А между тем, будь они и впрямь собаками, пастор не стал бы так с ними говорить. С собаками-то он был неизменно ласков. Иногда его можно было видеть у поля спеющей пшеницы, где над золотистыми стеблями то здесь, то там мелькали головы двух его собак, гонявшихся за выводками серых куропаток или за молодыми фазанами. Было слышно, как он звал своим резким голосом: "Джим! Джим! Пэт! Пэт! Назад, разбойники!" Но когда они с высунутыми от восторга языками выбегали из хлебов, он только наклонялся к ним и грозил пальцем, а они, хорошо зная, что он никогда их не ударит, лизали ему руку или терлись о его ноги. Так же ласков он был с любым животным, с любой пичугой или насекомым, и они ничуть его не боялись. Нередко он сидел где-нибудь на верхней ступеньке перелаза через изгородь или стоял у обочины дороги среди зарослей дрока и ежевики; склонив набок голову в широкополой шляпе, он слушал, как снегирь или завирушка на ветке, футах в трех от него, поверяли ему свои маленькие тайны. Прежде чем отправиться на прогулку, он осматривал в бинокль золотистые пшеничные поля, выжженные солнцем пастбища и дюны, проверяя, не хочет ли какая-нибудь лошадь пить, не барахтается ли где-нибудь без помощи упавшая овца. Кроме того, он был ярый враг всяких капканов и силков и, если находил их, старался испортить так, чтобы в них ничего не попалось. Эта неизменная доброта к бессловесным тварям, возможно, вызывалась желанием защитить их от фермеров, которые упорно не ходили в церковь, но больше, мне кажется, состраданием к этим бедным существам: ведь они не имеют души, сегодня они живы, а завтра их уже нет; они не могут надеяться на вечное спасение и потому заслуживают сострадания в отличие от этих людей, чьи бессмертные души самим богом отданы на его попечение – любое наказание за их своенравие и непокорность было бы еще недостаточно сурово. Получалось так, словно, дав ему власть над другими людьми, церковь заставила его раздвоиться.
Ибо на жизнь он смотрел весьма просто, без малейшей примеси иронии, он не грешил любопытством или желанием связать воедино причину и следствие, или хотя бы допустить, что всему и всегда есть причина.
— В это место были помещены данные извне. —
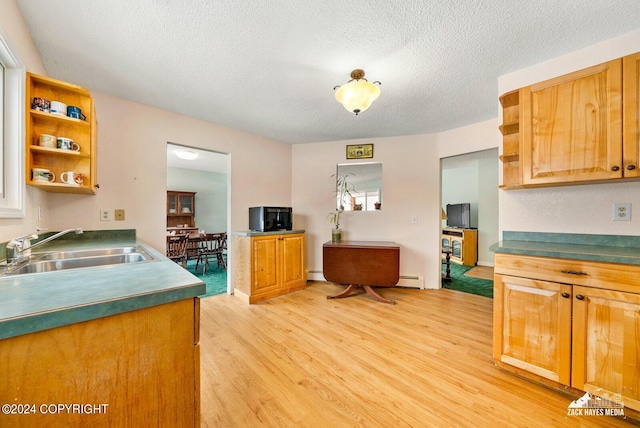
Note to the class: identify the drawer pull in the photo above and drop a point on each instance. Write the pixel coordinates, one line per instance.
(573, 272)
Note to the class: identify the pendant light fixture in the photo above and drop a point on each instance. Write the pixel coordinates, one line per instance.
(357, 94)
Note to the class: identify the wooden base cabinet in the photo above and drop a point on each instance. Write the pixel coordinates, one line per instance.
(532, 326)
(269, 266)
(136, 369)
(463, 245)
(573, 322)
(606, 344)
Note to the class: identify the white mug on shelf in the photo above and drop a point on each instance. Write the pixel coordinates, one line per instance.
(43, 175)
(73, 178)
(58, 108)
(47, 140)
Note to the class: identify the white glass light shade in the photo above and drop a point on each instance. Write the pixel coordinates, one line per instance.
(186, 154)
(357, 95)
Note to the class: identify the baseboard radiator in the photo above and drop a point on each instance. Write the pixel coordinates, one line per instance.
(410, 281)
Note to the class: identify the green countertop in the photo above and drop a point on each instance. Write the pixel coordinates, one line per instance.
(601, 248)
(36, 302)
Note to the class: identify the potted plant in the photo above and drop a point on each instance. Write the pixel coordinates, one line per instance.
(343, 189)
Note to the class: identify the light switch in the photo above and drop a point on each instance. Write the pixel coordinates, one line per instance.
(621, 212)
(106, 214)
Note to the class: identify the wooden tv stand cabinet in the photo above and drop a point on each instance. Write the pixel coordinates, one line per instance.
(462, 243)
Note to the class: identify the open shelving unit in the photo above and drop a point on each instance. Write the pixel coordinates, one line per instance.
(82, 132)
(510, 129)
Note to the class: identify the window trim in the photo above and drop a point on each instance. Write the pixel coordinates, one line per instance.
(13, 195)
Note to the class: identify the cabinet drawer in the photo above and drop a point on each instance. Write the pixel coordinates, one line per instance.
(613, 276)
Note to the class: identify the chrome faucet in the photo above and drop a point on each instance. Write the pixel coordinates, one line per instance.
(19, 249)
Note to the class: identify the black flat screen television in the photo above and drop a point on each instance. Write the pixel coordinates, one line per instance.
(459, 215)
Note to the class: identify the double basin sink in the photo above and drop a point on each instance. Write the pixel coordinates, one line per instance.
(63, 260)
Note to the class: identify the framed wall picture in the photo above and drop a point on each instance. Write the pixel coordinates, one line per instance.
(362, 151)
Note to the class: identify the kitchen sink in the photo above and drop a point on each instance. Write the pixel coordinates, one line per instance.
(63, 260)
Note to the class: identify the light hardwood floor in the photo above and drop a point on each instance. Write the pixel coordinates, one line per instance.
(301, 360)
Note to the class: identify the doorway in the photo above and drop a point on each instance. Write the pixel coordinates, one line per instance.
(472, 178)
(205, 174)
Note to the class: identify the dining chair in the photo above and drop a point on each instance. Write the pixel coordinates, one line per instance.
(177, 249)
(213, 245)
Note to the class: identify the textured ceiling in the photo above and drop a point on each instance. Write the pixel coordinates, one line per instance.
(269, 67)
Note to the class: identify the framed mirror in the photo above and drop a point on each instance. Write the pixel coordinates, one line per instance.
(364, 182)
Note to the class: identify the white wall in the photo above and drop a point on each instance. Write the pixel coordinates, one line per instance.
(132, 170)
(411, 187)
(210, 199)
(488, 219)
(574, 209)
(14, 29)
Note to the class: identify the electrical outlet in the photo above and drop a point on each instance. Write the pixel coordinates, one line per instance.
(621, 212)
(106, 214)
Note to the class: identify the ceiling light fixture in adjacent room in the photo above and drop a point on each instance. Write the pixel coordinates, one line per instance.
(187, 154)
(358, 94)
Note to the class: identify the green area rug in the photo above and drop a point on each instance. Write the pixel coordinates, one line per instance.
(461, 282)
(215, 278)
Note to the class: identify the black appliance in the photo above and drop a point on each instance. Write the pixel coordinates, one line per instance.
(459, 215)
(268, 219)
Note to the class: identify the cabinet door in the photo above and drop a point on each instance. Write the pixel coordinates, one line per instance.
(172, 203)
(606, 344)
(532, 326)
(572, 127)
(292, 268)
(631, 108)
(265, 260)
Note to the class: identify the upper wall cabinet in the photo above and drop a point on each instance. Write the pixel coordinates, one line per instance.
(55, 142)
(569, 130)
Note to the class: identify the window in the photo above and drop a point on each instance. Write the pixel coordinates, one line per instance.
(12, 84)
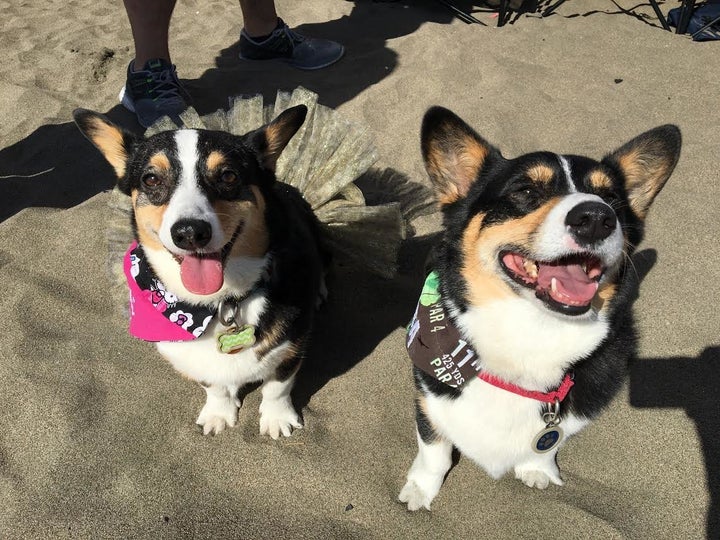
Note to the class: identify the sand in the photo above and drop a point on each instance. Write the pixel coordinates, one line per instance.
(97, 433)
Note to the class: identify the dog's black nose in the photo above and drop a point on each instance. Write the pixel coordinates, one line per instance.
(591, 222)
(191, 233)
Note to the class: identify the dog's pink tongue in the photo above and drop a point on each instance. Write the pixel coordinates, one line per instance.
(572, 284)
(201, 275)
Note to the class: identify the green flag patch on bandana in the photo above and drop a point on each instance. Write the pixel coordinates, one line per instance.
(434, 344)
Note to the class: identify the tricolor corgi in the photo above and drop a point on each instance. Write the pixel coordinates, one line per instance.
(227, 266)
(524, 329)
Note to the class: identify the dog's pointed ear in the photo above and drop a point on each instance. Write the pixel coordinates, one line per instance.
(646, 163)
(271, 140)
(113, 142)
(454, 154)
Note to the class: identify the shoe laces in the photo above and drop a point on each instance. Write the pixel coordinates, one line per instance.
(158, 85)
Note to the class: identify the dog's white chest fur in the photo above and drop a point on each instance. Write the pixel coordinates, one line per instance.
(201, 360)
(493, 427)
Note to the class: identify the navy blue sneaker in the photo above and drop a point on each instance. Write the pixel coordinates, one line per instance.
(299, 51)
(154, 92)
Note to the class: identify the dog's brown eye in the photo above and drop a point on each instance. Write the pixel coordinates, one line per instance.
(228, 177)
(151, 180)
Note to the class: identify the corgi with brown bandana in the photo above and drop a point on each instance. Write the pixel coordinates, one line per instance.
(227, 268)
(524, 330)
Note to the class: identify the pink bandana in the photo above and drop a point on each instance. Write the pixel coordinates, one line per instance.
(156, 314)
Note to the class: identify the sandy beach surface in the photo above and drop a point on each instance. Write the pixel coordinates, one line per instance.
(97, 434)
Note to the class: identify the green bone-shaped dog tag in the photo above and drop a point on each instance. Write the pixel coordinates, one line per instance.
(236, 339)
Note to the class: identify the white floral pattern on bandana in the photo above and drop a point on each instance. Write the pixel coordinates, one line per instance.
(194, 319)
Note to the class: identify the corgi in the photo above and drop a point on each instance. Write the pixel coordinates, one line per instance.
(523, 331)
(227, 266)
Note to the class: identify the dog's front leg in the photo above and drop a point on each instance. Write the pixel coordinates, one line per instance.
(427, 472)
(220, 409)
(539, 471)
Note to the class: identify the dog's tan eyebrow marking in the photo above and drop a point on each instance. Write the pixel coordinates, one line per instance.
(148, 218)
(600, 180)
(160, 161)
(110, 142)
(141, 199)
(540, 173)
(214, 160)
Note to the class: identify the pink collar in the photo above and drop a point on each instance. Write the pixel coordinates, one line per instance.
(546, 397)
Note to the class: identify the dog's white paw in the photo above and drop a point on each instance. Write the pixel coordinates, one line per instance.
(278, 417)
(216, 416)
(414, 496)
(538, 478)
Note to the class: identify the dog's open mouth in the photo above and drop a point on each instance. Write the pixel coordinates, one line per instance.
(567, 285)
(203, 273)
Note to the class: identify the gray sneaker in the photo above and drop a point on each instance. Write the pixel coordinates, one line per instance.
(299, 51)
(154, 92)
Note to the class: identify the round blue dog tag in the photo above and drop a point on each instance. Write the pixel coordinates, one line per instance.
(547, 439)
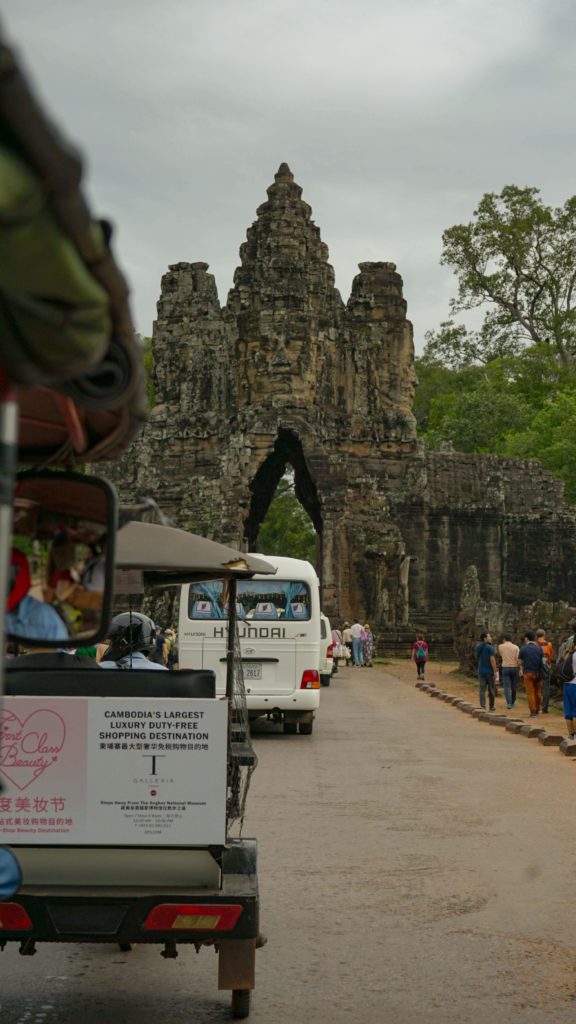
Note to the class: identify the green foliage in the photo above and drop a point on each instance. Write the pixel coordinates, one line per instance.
(551, 438)
(517, 257)
(286, 528)
(508, 388)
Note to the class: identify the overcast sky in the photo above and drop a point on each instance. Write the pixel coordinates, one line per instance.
(395, 116)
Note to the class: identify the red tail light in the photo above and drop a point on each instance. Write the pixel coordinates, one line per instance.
(311, 680)
(13, 918)
(193, 916)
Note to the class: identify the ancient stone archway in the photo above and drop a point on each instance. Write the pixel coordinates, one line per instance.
(286, 372)
(287, 451)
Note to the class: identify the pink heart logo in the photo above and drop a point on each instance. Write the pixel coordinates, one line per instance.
(31, 745)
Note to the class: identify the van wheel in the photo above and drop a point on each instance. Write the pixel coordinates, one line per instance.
(241, 1003)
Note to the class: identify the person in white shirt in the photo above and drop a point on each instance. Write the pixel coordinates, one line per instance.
(508, 652)
(357, 631)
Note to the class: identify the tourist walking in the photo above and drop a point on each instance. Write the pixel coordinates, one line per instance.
(420, 654)
(546, 669)
(530, 662)
(368, 645)
(487, 670)
(569, 691)
(356, 632)
(508, 652)
(346, 637)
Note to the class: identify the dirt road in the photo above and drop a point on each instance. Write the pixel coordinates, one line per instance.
(416, 867)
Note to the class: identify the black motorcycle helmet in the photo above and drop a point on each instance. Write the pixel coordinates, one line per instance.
(130, 631)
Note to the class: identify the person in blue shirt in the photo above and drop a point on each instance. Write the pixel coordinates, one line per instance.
(26, 616)
(486, 657)
(530, 660)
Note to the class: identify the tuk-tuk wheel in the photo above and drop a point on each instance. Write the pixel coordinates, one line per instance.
(241, 1003)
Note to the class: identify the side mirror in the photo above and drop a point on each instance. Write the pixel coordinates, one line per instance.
(62, 562)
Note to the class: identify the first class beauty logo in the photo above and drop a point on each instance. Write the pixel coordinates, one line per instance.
(29, 747)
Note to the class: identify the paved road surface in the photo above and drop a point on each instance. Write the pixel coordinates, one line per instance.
(416, 867)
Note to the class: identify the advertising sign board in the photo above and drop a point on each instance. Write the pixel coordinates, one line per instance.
(121, 772)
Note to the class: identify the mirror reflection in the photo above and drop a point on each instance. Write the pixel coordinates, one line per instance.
(58, 560)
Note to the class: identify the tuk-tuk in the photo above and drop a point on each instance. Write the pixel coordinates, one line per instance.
(117, 787)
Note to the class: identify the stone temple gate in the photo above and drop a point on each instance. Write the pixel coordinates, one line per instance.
(288, 374)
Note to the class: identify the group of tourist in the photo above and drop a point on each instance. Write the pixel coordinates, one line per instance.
(532, 662)
(355, 644)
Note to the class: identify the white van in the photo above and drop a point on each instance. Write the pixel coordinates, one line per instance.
(279, 629)
(326, 648)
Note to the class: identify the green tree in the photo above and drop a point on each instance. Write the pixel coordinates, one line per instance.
(551, 438)
(286, 528)
(517, 258)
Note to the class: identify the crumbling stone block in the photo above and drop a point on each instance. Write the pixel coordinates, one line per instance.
(550, 738)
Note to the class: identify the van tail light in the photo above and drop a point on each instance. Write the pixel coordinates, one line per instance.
(13, 919)
(311, 680)
(193, 916)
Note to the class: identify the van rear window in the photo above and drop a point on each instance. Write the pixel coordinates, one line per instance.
(257, 599)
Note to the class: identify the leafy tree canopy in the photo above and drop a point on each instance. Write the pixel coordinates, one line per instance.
(286, 528)
(517, 258)
(509, 387)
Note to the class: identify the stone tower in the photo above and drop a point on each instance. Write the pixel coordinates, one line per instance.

В некий день бог создал из материи землю; материю эту он разделил на живую и мертвую, и они не связаны друг с другом; живую он разделил на животных и людей; в последних он вложил душу, создал их по своему образу и подобию. Для управления людьми и для их совершенствования бог сам воплотился в свою церковь. Церковь же воплотилась в своих священников. Таким образом, священнослужителю, которого провидение поставило выше страха оказаться неправым, вменяется в обязанность поучать, управлять и любой ценой спасать души людские.
Вот почему, я думаю, встретив в простых людях, отданных на его попечение, непонятный ему скрытый дух. демократизма, упорное убеждение, что мир неделим, что власть не дана свыше, а создана людьми, что все в мире относительно, а не абсолютно, и прочее в том же роде, они выражали все это на свой лад, просто и безыскусственно, – пастор наш с самого начала испытывал мучительную досаду, которая, словно червь, точила его сердце. Мало-помалу эта червоточина стала заметна – она читалась у него в лице, в осанке, в глазах и голосе и даже в жестах его костлявых рук. Всем своим видом он напоминал потемневшее дерево, что чахнет под иссушающим ветром, подобно вековым дубам корнуэльского нагорья, искривленным и расколотым атлантическими бурями.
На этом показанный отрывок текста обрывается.